Aggregator Worker
Problem: Merge partial results from parallel workers into a single output contract.
This example follows the core principles described in the AI Worker Design Patterns and uses the standard Worker Protocol schema.
Key ideas#
- Keep the worker single-purpose and explicit about inputs and outputs.
- Put hard limits in the contract (timeout, retries, tools allowed).
- Make failures machine-actionable with stable error codes.
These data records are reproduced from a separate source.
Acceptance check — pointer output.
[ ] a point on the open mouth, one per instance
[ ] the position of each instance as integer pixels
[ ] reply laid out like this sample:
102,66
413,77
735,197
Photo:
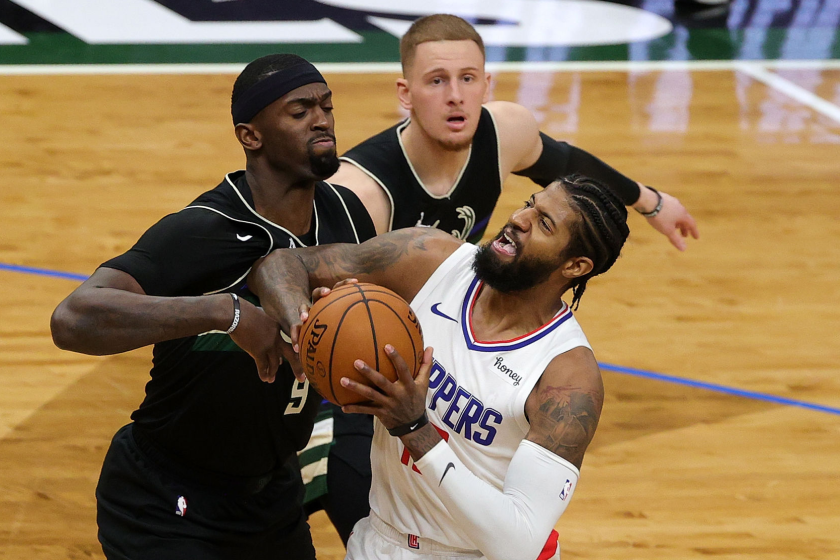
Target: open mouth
505,244
324,141
456,122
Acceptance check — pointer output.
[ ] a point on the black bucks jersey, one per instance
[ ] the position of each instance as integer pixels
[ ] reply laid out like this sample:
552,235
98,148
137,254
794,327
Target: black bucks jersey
464,211
205,403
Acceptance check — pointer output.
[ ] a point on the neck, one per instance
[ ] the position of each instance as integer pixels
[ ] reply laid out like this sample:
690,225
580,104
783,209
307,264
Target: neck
437,167
503,316
287,201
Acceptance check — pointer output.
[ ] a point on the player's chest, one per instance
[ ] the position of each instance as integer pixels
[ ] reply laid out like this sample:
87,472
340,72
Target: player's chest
479,396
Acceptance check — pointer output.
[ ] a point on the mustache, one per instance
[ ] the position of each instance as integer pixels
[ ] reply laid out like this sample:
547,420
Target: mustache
325,136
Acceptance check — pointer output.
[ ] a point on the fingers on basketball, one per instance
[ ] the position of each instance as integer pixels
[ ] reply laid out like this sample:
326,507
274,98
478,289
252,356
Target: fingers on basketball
355,322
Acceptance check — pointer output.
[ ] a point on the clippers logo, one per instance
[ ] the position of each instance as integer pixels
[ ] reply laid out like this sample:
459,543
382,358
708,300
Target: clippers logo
464,413
182,506
318,330
567,490
414,542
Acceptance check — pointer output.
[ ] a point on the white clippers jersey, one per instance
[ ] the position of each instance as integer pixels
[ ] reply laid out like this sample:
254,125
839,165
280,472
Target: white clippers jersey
476,400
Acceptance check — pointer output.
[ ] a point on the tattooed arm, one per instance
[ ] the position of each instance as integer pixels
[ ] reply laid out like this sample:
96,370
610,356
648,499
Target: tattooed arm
565,405
516,521
400,260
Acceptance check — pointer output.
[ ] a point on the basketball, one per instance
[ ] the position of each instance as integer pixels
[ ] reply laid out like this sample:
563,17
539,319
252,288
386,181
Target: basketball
355,322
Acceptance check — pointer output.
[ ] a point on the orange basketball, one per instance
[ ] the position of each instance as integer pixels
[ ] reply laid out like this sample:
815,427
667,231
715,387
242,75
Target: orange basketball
355,322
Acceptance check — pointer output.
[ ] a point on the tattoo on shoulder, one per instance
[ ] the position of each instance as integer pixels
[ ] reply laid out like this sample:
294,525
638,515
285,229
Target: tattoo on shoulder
374,255
566,420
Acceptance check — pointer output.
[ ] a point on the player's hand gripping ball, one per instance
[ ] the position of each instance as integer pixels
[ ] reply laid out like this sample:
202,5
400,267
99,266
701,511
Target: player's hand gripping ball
355,322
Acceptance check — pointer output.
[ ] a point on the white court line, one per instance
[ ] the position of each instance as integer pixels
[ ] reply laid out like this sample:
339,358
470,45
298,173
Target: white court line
792,90
394,67
756,69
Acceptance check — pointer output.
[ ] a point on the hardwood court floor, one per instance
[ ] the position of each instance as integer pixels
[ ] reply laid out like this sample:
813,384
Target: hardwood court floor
675,472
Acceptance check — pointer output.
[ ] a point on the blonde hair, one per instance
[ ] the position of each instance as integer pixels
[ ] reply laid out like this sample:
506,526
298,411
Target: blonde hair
437,27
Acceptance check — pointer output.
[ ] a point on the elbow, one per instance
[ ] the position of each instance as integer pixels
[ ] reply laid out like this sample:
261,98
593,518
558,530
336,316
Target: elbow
61,329
65,329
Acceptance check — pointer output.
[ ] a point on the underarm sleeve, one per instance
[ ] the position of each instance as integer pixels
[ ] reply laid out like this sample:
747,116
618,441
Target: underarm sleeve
513,523
559,159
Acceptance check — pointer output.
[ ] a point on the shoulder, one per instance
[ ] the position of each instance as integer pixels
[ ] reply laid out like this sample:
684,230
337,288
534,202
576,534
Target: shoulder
355,177
518,131
371,191
510,116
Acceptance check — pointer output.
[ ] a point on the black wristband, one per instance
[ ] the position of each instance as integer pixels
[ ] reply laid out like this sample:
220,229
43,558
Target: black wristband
236,313
410,427
656,210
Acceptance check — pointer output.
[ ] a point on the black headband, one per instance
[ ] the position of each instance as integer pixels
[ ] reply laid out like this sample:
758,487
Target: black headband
267,91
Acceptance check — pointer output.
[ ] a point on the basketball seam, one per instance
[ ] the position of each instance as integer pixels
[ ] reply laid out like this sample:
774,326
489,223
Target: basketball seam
335,341
372,326
407,331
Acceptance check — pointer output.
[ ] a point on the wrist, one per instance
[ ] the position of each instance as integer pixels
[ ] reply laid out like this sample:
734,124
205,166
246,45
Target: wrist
234,315
649,203
421,441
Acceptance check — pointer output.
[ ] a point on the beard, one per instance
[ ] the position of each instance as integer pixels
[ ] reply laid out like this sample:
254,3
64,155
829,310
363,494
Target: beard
323,166
455,146
523,273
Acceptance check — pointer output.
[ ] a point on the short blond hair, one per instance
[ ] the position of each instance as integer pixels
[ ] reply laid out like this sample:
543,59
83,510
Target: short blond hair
437,27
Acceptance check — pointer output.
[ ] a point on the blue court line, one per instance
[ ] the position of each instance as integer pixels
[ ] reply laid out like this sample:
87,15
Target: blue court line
719,388
43,272
608,367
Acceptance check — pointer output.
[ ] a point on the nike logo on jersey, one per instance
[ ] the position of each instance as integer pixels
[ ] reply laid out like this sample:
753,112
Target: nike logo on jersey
451,465
567,490
440,313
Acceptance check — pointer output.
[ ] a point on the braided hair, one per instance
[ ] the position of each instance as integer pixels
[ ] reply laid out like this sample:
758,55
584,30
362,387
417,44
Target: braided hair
599,232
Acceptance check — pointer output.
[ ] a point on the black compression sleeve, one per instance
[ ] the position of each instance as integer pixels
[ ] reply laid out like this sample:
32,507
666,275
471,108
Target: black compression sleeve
559,159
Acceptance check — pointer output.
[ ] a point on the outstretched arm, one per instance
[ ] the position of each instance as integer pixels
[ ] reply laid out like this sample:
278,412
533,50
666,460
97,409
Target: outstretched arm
110,313
400,260
516,522
530,153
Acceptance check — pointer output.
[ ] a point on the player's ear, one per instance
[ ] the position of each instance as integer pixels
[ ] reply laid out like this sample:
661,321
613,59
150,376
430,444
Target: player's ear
577,267
248,136
404,94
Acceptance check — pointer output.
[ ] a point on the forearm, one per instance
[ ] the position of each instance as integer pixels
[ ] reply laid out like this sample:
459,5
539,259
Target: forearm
515,522
559,159
102,321
281,281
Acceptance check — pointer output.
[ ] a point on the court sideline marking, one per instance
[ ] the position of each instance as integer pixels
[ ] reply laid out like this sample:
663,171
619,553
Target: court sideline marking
609,367
758,70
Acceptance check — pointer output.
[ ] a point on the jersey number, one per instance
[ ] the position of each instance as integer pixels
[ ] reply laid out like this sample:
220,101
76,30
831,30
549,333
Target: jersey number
298,397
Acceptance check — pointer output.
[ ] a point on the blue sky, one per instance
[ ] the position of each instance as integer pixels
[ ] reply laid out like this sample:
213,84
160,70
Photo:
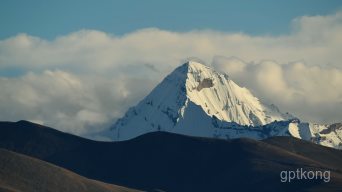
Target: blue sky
48,19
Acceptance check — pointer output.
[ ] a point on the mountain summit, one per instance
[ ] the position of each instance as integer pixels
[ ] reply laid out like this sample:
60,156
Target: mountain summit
196,100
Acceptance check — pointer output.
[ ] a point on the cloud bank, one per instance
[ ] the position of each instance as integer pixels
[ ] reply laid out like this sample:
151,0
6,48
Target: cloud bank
83,81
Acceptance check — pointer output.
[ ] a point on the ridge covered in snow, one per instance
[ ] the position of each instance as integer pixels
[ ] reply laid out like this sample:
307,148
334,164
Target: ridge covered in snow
198,101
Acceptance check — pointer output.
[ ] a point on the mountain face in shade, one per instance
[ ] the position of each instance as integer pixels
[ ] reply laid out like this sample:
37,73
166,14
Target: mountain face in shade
162,161
196,100
22,173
- Emit structured signals so orchestrators can route, retry, or escalate.
Diagram#
parts[] -> merge -> merged + conflicts
Worker spec#
worker_id: aggregator-worker
version: 1.0
purpose: Merge partial results from parallel workers into a single output contract.
inputs:
- parts: array
- merge_policy: enum(strict, best_effort)
outputs:
- merged: object
- conflicts: array
- completeness: number
constraints:
timeout_seconds: 60
max_tokens: 1500
tools_allowed: [language_model (optional), merge_rules]
retries:
max_attempts: 2
backoff: exponential
observability:
trace_id: required
log_fields: [worker_id, attempt, duration_ms]
Input schema#
{
"$schema": "https://json-schema.org/draft/2020-12/schema",
"type": "object",
"additionalProperties": false,
"properties": {
"parts": {
"type": "array"
},
"merge_policy": {
"type": "string",
"enum": [
"strict",
"best_effort"
]
}
},
"required": [
"parts",
"merge_policy"
]
}
Output schema#
{
"$schema": "https://json-schema.org/draft/2020-12/schema",
"type": "object",
"additionalProperties": true,
"properties": {
"merged": {
"type": "object"
},
"conflicts": {
"type": "array"
},
"completeness": {
"type": "number"
}
}
}
Constraints#
{
"timeout_seconds": 60,
"max_tokens": 1500,
"retries": {
"max_attempts": 2,
"backoff": "exponential"
},
"rate_limit": "per-tenant (example: 10/min)",
"tools_allowed": [
"language_model (optional)",
"merge_rules"
]
}
Failure modes & handling#
- Conflicting fields under strict policy: error_code=merge_conflict (non-retryable unless upstream changes).
- Missing required parts: error_code=missing_parts, retryable=true if upstream is transient.
- Oversized payload: store parts externally and pass references.
Observability signals#
- logs: worker_id, attempt, duration_ms, status, error_code
- metrics: success_count, failure_count, retry_count, p95_duration_ms
- trace fields: trace_id, span_id, upstream_request_id (if present)
Related examples#
See also#
FAQ#
Should the worker return partial results on failure?
If partial results are safe and useful, return them with a stable status and error_code. Otherwise fail fast and let orchestration decide.
Where should large artifacts go?
Store them externally (object storage or DB) and return a reference (URL or artifact ID) in the response.
How should I choose timeouts?
Set a hard ceiling based on SLOs and queue backpressure. Prefer smaller workers with tighter timeouts over monolith workers.